Amazing Grace

“Grace Hughes is a great Marin citizen,” says Bob Derzon, a longtime Marin resident and former director of UCSF Hospitals and Clinics. “First she spearheaded raising $9.5 million and now that the Marin Community Clinics in San Rafael is open, she’s working overtime to launch their new facility in Novato.”

Some would say Grace Hughes (pictured above with clinic visitor Tina Alvarez) never quits. The recently retired CEO of Marin Airporter (the Larkspur-based provider of transit to and from SFO) now chairs Marin Community Clinics’ Capital Campaign Cabinet. At press time that committee had upped the ante from $9.5 million to $10.8 million in order to complete a new Novato health care clinic by December 31. Why the rush? Because the federal government considers Novato (thriving local economy notwithstanding) a “medically underserved” community. And finishing by year’s end qualifies the facility for an annual $600,000 in federal operating funds, starting in 2009. “It will happen,” the ever-optimistic Hughes declares. “We’re going to make it happen.”
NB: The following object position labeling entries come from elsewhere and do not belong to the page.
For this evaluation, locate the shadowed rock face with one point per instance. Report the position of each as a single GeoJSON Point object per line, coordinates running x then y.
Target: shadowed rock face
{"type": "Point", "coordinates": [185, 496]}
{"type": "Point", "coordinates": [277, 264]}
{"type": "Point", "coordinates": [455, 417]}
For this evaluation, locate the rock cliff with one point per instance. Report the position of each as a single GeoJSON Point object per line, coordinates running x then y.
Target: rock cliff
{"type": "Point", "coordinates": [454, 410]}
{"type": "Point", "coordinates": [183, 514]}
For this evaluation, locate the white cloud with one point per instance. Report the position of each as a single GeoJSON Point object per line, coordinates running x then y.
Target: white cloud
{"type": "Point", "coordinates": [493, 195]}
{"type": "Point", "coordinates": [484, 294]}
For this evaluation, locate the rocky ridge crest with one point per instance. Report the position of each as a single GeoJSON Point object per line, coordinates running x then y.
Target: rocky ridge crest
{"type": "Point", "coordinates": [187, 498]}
Though clinics for the underserved have existed in Marin in various guises since the early 1970s, only in the ’90s did they become a businesslike operation, with trailers that opened near Marin General Hospital in Greenbrae; these became the original Marin Community Clinics location. “By 1995 we were accommodating 31,000 patient visits a year,” Hughes recalls. “And the name Marin Community Clinics was adopted in 2001 to reflect our three sites—Greenbrae, San Rafael and Novato.”

“I want to make this clear,” she adds. “Marin Community Clinics are not free clinics. Our patients pay either through Medicare or Medical, their insurance provider, or on a sliding-scale cash basis.”

Clinic services are available to Marin’s estimated 42,000 low-income people who are “uninsured, uninsurable or, at best, underinsured,” also sometimes referred to as “Marin’s hardworking poor.” According to recent surveys, 85 percent of the clinic’s patients hold jobs, but cannot afford health insurance. (Other stats: A third of patients are children; $15,430 is the average annual family income; 60 percent are Latino and 20 percent Caucasian.) Such patients pay a minimum of $30 per visit for treatment that costs approximately $150 to deliver. But no one is denied care for lack of funds, stresses Hughes.

The recently opened 11,000-square-foot San Rafael facility at 3110 Kerner Boulevard near the Canal area has 18 exam rooms and a state-of-the-art dental clinic—all done in subtle hues with tasteful signage that seems to inspire respect and appreciation on the part of all who enter. “We couldn’t be happier with how it turned out,” Hughes says with a bright smile on her face. Staff includes 20 primary care physicians, nurses and nurse practitioners, administrative staff and numerous specialists who volunteer their time.

Formerly an office building for George Lucas’s Industrial Light and Magic, the space cost $5.6 million to reconfigure, a project funded by a cross section of Marin donors including Sutter Health, Kaiser Permanente, the Marin Community Foundation and numerous family foundations and individuals such as the Cahill Family Foundation, Dr. Melvin Grais, and Louis Greissberger, DDS. “The generosity of so many Marin residents fills my heart with gratitude—it really does,” Hughes says.

The forthcoming Novato facility, at 6100 Redwood Boulevard near Rowland Boulevard, will have 14 examining rooms, four counseling rooms, a laboratory and a dental clinic. “At 9,500 square feet, it’s over twice as big as the (San Rafael) facility—and will be more accessible to our patients,” Hughes says. “But we still need over a million dollars to open the doors to this very worthwhile project.”

The Novato location is expected to see 15,000 patients a year. In all, including the original Greenbrae clinic (which will become a facility for specialized treatments), Marin Community Clinics will serve an estimated 30,000-plus patients making over 100,000 visits to the three locations by 2010.

In the year she’s been chair of the Capital Campaign, $10 million in contributions have come in from every level and corner of the community. “For the past 25 years, the Marin community has supported my business,” notes Hughes. “Now, working like this in support of the Marin Community Clinics is my way of, well, balancing the books.”